Just taking a walk around the block every day can make you feel perkier. Being sedentary is easy, but it’s a common cause of fatigue. You don’t need to run a marathon or partake in extreme sports, but finding a physical activity you can do regularly will do wonders for your energy levels and mood. Exercise is proven to release happy chemicals, also known as endorphins, that can improve your mood as well as your health.

It can be anything from Zumba to playing with the dogs, but any movement is good. A body in motion tends to stay in motion – that sounds like energy, doesn’t it?

Use caffeine to your advantage

Caffeine does help increase alertness, so having a cup of coffee can help sharpen your mind.  However, to get the energizing effects of caffeine, you have to use it judiciously. It can cause insomnia, especially when consumed in large amounts or after 2 p.m.

Limit alcohol

If you’re going to drink, do so in moderation at a time when you don’t mind having your energy wind down.

Drink water

What’s the only nutrient that has been shown to enhance performance for all but the most demanding endurance activities? It’s not some pricey sports drink. It’s water. If your body is short of fluids, one of the first signs is a feeling of fatigue.  Aim to drink half your bodyweight in water each day.

Adaptogenic Herbs

When you’re feeling exhausted, fatigued or stressed, adaptogenic herbs can help. These healing plants balance and restore the body’s natural ability to handle stress by regulating the adrenal system, which is responsible for controlling the way hormones respond to stress.
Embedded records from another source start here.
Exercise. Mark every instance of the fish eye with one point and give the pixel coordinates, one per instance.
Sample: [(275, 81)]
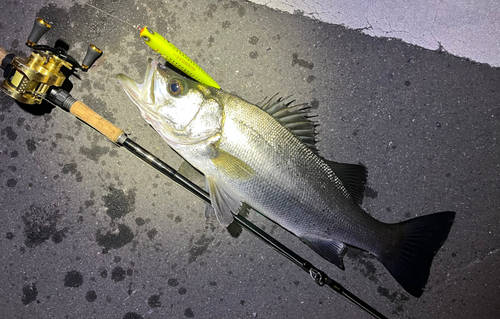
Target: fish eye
[(174, 87)]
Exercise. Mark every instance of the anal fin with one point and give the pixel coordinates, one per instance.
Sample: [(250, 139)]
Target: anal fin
[(224, 202), (330, 249)]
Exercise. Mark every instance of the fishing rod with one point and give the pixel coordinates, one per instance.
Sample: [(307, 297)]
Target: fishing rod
[(38, 78)]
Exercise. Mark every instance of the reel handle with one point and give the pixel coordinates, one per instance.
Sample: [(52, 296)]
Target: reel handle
[(40, 27)]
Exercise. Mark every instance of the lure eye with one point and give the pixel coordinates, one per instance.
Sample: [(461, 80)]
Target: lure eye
[(175, 87)]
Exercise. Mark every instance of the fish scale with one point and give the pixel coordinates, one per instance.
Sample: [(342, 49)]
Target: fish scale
[(249, 155)]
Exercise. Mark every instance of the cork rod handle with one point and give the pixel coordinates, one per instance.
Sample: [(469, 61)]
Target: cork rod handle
[(86, 114)]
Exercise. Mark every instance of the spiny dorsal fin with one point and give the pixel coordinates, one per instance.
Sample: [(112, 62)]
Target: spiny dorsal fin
[(295, 118), (353, 178)]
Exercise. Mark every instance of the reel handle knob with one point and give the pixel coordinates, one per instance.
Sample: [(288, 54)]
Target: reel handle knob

Adaptogens help your entire body gently cope with stress, anxiety, and, of course, fatigue.

Some of the best ones to boost your energy include: ashwagandha, rhodiola, holy basil, cordyceps, and ginseng.

B Vitamins

Also known as the “energy vitamin,” B12 is the most complex of all vitamins. It supports thyroid function and keeps blood cells happy and healthy. If you’re vitamin B12 deficient, one of the first signs can be lower energy levels.

Herbal Teas

Coffee isn’t the only option when you need a pick-me-up. Sipping on an herbal tea can provide an all-natural temporary boost in energy levels without the risk of scary stimulants or processed ingredients.
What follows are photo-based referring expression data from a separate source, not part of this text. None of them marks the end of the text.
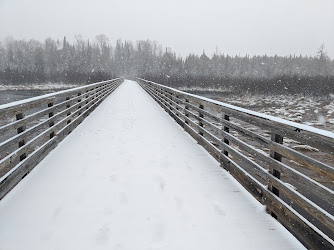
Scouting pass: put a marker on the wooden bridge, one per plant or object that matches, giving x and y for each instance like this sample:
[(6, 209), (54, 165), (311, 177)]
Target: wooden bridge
[(129, 178)]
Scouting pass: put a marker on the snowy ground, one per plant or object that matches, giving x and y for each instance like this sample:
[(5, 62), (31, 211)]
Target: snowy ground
[(45, 86), (313, 111), (130, 178)]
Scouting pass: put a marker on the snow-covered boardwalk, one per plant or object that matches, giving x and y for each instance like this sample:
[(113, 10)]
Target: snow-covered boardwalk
[(129, 177)]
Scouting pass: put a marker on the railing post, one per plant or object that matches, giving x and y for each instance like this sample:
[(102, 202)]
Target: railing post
[(50, 104), (21, 129), (68, 106), (199, 122), (79, 107), (227, 130), (278, 139), (186, 107)]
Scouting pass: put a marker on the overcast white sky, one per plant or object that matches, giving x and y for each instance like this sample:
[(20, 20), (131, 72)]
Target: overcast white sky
[(187, 26)]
Two wonderful options are green tea and rooibos tea. Green tea has many benefits to your body such as anti-aging and fighting free radicals. It is loaded with catechin, an antioxidant that helps fight damage in the body’s cell. If you’re looking for a wonderful green tea, I love matcha.

Rooibos tea is another type of tea that’ll fight fatigue. Made from South Africa’s red bush plant, this refreshing red tea is packed with antioxidants including aspalathin, an antioxidant that regulates the adrenal hormones, helping to reduce stress and keep energy levels high.